压缩感知理论的核心思想是先挖掘信号的稀疏特性,再利用非线性重建算法恢复原始信号(Donoho,2006;付明柏,2013;孔德辉,2017;郑雪辰,2019)。由于地震波场具有连续性,缺失或不规则的地震数据可以通过压缩感知理论得到恢复(Candès et al,2006a)。时间域的地震观测数据的频率信息通常较为丰富,然而经过地层的滤波作用,实际采集到的地震数据的频谱宽度会受到限制(孔德辉,2017),使得地震数据在频率域则表现出稀疏性(Herrmann,Hennenfent,2008;Zhou et al,2015)。基于上述特性,在采集条件有限的情况下,根据压缩感知理论,重建缺失的地震数据可在一定程度上弥补地震数据不足的问题(Zhang et al,2007;Wang et al,2016;孔德辉,2017)。
压缩感知理论数据重建方法已很好地应用于油气地震勘探(Herrmann,Hennenfent,2008;曹静杰等,2012,2017,2020;白兰淑等,2014;Cao et al,2015;Bai et al,2020),而在天然地震采集和数据处理中的相关讨论却不多见。实际上,由于受环境和场地限制,天然地震数据采集同样存在缺失和不规则的问题,并且由于采集台站分布的不规则,天然地震的数据重建更加富有挑战性。Ismael等(2012)在地震台站布设空区进行地震数据模拟重建,并计算震源机制解,结果表明由该重建数据计算得到的震源机制解结果与基于周边台站实际采集数据计算的震源机制解结果吻合。白兰淑等(2022)采用压缩感知方法获得了高分辨率接收函数叠加成像。压缩感知方法作为一种新兴的采样及信号恢复方法,能很好地从非完备和非精确的采集数据中恢复出稳定的采样信号(Candès et al,2006b),且基于压缩感知理论重建人工地震数据已经取得了一些成果,但是对于天然地震波形的重建更加复杂,如何在采集台站不规则的情况下提出可靠的重建天然地震数据的方案是科研人员面临的比较困难的问题。人工地震勘探数据重建道间距小,相邻道所记录的波形具有良好的一致性,我国大陆天然地震观测台站最小间距不足30 km,不同台站记录的远震波形同样具有一定的相似性。

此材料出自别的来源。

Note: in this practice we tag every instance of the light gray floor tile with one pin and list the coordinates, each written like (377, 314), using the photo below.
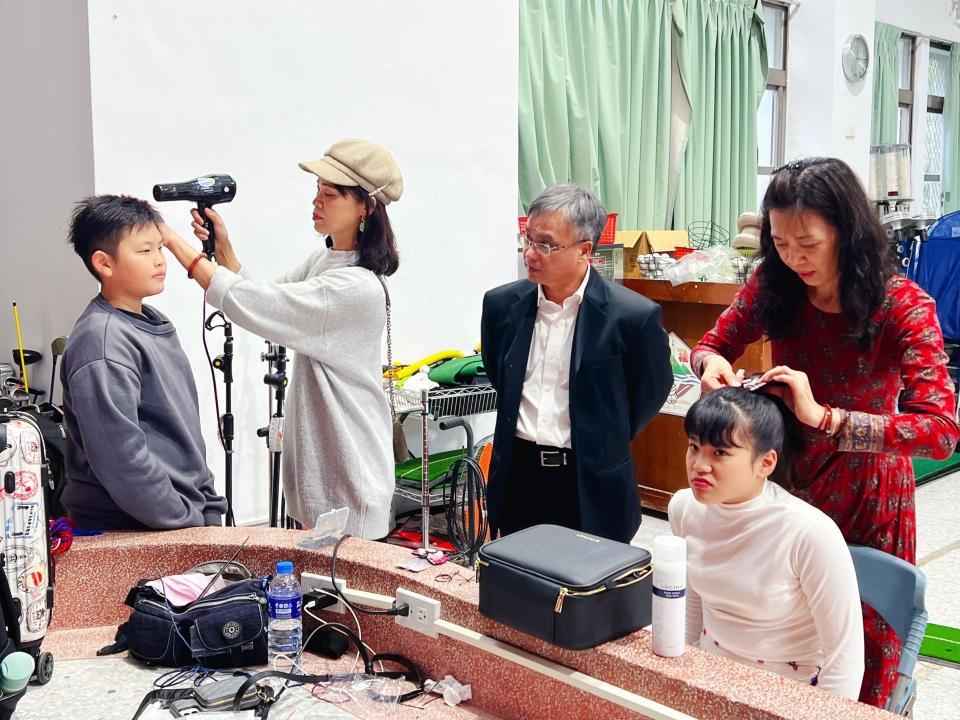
(938, 692)
(938, 515)
(943, 589)
(112, 689)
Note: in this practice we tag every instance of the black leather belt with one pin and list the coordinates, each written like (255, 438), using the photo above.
(548, 457)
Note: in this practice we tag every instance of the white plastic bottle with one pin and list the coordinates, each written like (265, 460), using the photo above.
(669, 595)
(285, 627)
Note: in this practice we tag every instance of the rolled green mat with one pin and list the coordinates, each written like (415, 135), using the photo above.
(15, 672)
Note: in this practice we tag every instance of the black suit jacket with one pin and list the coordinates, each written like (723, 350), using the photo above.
(620, 375)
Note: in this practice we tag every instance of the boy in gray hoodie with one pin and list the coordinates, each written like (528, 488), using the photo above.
(135, 455)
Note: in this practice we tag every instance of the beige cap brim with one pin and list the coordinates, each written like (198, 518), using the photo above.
(328, 173)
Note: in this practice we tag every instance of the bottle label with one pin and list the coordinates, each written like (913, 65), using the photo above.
(285, 608)
(669, 592)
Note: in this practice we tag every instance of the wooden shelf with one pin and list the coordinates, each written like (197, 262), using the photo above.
(698, 293)
(689, 311)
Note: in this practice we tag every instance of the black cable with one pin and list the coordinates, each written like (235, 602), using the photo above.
(401, 609)
(213, 374)
(458, 506)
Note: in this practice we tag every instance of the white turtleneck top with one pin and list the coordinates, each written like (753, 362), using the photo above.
(770, 582)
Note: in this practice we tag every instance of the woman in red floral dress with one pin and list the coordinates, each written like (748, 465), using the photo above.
(860, 354)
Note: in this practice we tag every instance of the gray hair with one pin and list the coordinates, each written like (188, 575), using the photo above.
(579, 206)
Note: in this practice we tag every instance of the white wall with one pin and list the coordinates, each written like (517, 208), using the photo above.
(828, 115)
(46, 163)
(182, 88)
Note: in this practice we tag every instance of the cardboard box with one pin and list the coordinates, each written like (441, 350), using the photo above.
(608, 261)
(644, 242)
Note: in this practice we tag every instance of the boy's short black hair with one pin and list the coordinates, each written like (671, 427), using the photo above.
(101, 221)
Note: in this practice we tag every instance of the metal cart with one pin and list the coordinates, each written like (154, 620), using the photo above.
(435, 405)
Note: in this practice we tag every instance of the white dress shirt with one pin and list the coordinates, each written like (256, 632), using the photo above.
(545, 404)
(770, 582)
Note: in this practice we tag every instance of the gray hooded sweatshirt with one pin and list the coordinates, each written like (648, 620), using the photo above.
(135, 455)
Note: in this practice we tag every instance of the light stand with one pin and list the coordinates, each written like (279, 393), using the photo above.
(224, 363)
(276, 378)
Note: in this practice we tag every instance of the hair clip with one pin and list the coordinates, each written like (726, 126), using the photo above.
(791, 166)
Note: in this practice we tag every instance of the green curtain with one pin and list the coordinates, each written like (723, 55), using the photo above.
(723, 63)
(951, 131)
(594, 104)
(885, 127)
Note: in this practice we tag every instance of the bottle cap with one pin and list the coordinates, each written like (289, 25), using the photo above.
(669, 548)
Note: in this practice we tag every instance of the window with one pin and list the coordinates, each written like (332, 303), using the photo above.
(907, 48)
(937, 73)
(771, 115)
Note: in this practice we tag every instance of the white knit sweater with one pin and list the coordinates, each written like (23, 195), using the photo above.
(337, 449)
(770, 582)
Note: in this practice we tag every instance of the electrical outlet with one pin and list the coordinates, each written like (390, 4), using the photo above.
(424, 612)
(310, 582)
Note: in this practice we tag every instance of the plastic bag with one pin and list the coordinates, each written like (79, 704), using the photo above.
(715, 264)
(329, 528)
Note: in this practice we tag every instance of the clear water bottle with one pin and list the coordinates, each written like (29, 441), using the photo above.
(285, 629)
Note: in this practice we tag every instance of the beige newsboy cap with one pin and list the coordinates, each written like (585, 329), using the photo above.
(360, 162)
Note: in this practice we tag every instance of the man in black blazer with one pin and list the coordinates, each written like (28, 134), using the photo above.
(580, 365)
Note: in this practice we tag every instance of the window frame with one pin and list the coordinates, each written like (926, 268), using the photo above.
(935, 105)
(905, 97)
(777, 81)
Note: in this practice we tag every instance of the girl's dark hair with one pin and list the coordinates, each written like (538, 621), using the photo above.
(100, 222)
(376, 245)
(828, 187)
(762, 419)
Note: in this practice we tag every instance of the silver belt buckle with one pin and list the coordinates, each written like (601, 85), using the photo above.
(547, 461)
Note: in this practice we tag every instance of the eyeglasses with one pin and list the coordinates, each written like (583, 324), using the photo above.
(546, 249)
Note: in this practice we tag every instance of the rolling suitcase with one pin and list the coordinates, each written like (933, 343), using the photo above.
(26, 579)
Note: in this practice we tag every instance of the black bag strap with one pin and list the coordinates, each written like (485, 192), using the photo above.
(165, 695)
(11, 611)
(410, 672)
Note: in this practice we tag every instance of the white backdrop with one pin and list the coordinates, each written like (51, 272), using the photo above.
(181, 89)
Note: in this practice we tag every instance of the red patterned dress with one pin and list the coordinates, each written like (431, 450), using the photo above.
(901, 404)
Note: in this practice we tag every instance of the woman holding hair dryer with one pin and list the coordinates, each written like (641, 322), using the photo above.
(331, 311)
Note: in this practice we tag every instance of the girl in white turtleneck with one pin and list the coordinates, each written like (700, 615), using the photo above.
(770, 581)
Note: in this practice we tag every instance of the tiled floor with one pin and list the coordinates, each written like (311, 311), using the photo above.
(114, 693)
(938, 553)
(112, 689)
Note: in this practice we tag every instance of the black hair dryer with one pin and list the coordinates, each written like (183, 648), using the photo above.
(205, 191)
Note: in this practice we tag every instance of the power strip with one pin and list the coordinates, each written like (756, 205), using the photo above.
(311, 583)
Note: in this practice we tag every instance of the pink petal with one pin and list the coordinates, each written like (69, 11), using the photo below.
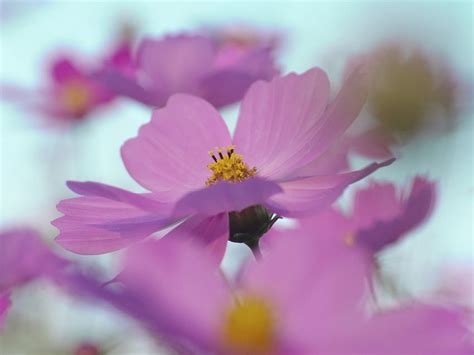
(175, 64)
(86, 227)
(180, 288)
(324, 281)
(142, 201)
(228, 84)
(412, 213)
(334, 160)
(212, 232)
(5, 304)
(227, 196)
(120, 84)
(374, 144)
(64, 69)
(23, 257)
(342, 111)
(278, 121)
(306, 196)
(170, 154)
(376, 202)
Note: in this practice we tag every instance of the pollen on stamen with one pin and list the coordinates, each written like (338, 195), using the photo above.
(230, 167)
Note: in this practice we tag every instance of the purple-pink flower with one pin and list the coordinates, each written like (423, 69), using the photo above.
(23, 257)
(380, 216)
(73, 91)
(192, 64)
(220, 184)
(305, 297)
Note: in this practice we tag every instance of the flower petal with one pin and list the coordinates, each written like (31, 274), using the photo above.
(24, 256)
(227, 85)
(87, 225)
(175, 64)
(180, 288)
(227, 196)
(306, 196)
(141, 201)
(324, 281)
(342, 111)
(5, 304)
(278, 120)
(170, 154)
(405, 216)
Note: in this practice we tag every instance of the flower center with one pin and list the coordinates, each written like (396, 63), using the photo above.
(228, 166)
(76, 97)
(249, 326)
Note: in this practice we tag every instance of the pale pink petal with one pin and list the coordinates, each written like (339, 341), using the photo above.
(376, 202)
(170, 154)
(413, 211)
(343, 110)
(86, 227)
(227, 84)
(64, 69)
(175, 64)
(180, 288)
(374, 144)
(227, 196)
(212, 232)
(5, 304)
(23, 257)
(313, 280)
(306, 196)
(144, 202)
(278, 121)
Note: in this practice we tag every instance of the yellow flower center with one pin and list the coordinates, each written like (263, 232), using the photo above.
(228, 166)
(249, 327)
(76, 97)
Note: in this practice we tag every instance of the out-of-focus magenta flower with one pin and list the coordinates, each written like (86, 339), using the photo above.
(23, 257)
(73, 90)
(5, 304)
(194, 169)
(192, 64)
(304, 297)
(380, 216)
(236, 42)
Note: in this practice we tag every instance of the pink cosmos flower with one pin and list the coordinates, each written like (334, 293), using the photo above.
(306, 297)
(73, 91)
(23, 257)
(380, 217)
(191, 64)
(225, 187)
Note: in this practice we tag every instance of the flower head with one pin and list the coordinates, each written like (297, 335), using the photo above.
(163, 68)
(72, 92)
(313, 304)
(23, 258)
(284, 125)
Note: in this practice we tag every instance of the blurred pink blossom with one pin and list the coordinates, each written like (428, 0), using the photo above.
(192, 64)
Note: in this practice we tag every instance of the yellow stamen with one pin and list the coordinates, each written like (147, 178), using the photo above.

本研究从天然远震观测数据着手,借鉴人工地震数据重建经验,尝试开展远震地震数据重建的研究,并进行相关的试验验证。本文拟基于压缩感知理论,建立基于L1范数的正则化反演模型,采用迭代收缩阈值法进行求解,并开展远震P波层析成像以验证该数据重建方法的有效性,最后将该方法应用于内蒙古地区观测到的部分地震台阵数据,以期对提高现有地震台网的成像分辨率提供技术支撑。
1. 基于压缩感知理论的天然地震数据重建方法
2006年,压缩感知采样定理首次被证明并开始应用(Donoho,2006;Candès et al,2006b),当采样信号满足稀疏性条件时,可采用某个线性投影的方式来对信号进行压缩,即
$$ y = {\boldsymbol{\varPhi}} x = {\boldsymbol{\varPhi}} {{\varPsi}} \alpha {\text{,}} $$ (1) 式中,$ y $为观测信号,$ {{\boldsymbol{\varPhi}} } $为测量矩阵,$ x $为原始信号,$ \varPsi $为变换基,$ \alpha $则用来表示信号的稀疏。
地震信号采集过程可以表示为
$$ {\boldsymbol{R}}\boldsymbol{x}{\text{+}} \mathrm{\varepsilon }=d \text{,} $$ (2) 式中:$ {\boldsymbol{x}} $为完整的地震数据(大小为M×N,M为地震道个数,N为地震记录长度);$ \boldsymbol{R} $为采样矩阵,大小为M×N (M<N),这里表示将x中的部分记录道置零;$ \varepsilon $为长度为N的可加性噪声;$ d $为长度为N的采样数据。根据地震数据的稀疏性,可令$ s {\text{=}} \psi $x,其中,$ \psi $是一个稀疏变换算子,s是稀疏变换域系数。由于共轭转置也是其逆,即$ {{\psi }^{\mathrm{*}} {\text{=}} \psi }^{-1} $,则式(2)变为
$$ {{{\boldsymbol{R}}}\psi }^{\mathrm{*}}s {\text{+}} \varepsilon {\text{=}} d \text{,} $$ (3) 由式(3)可知,由采样数据d求解稀疏解s是一个欠定问题,可通过如下约束优化获得稀疏解s:
$$ \mathrm{m}\mathrm{i}\mathrm{n}{\left\| {{{{\boldsymbol{R}}}}{\psi }^{\mathrm{*}}s{\text{-}}d} \right\|}_{2}^{2} {\text{+}} {\lambda \left\| {s} \right\|}_{1} \text{,} $$ (4) 式中$ \lambda $为平衡残差的L2范数和解的L1范数的正则参数。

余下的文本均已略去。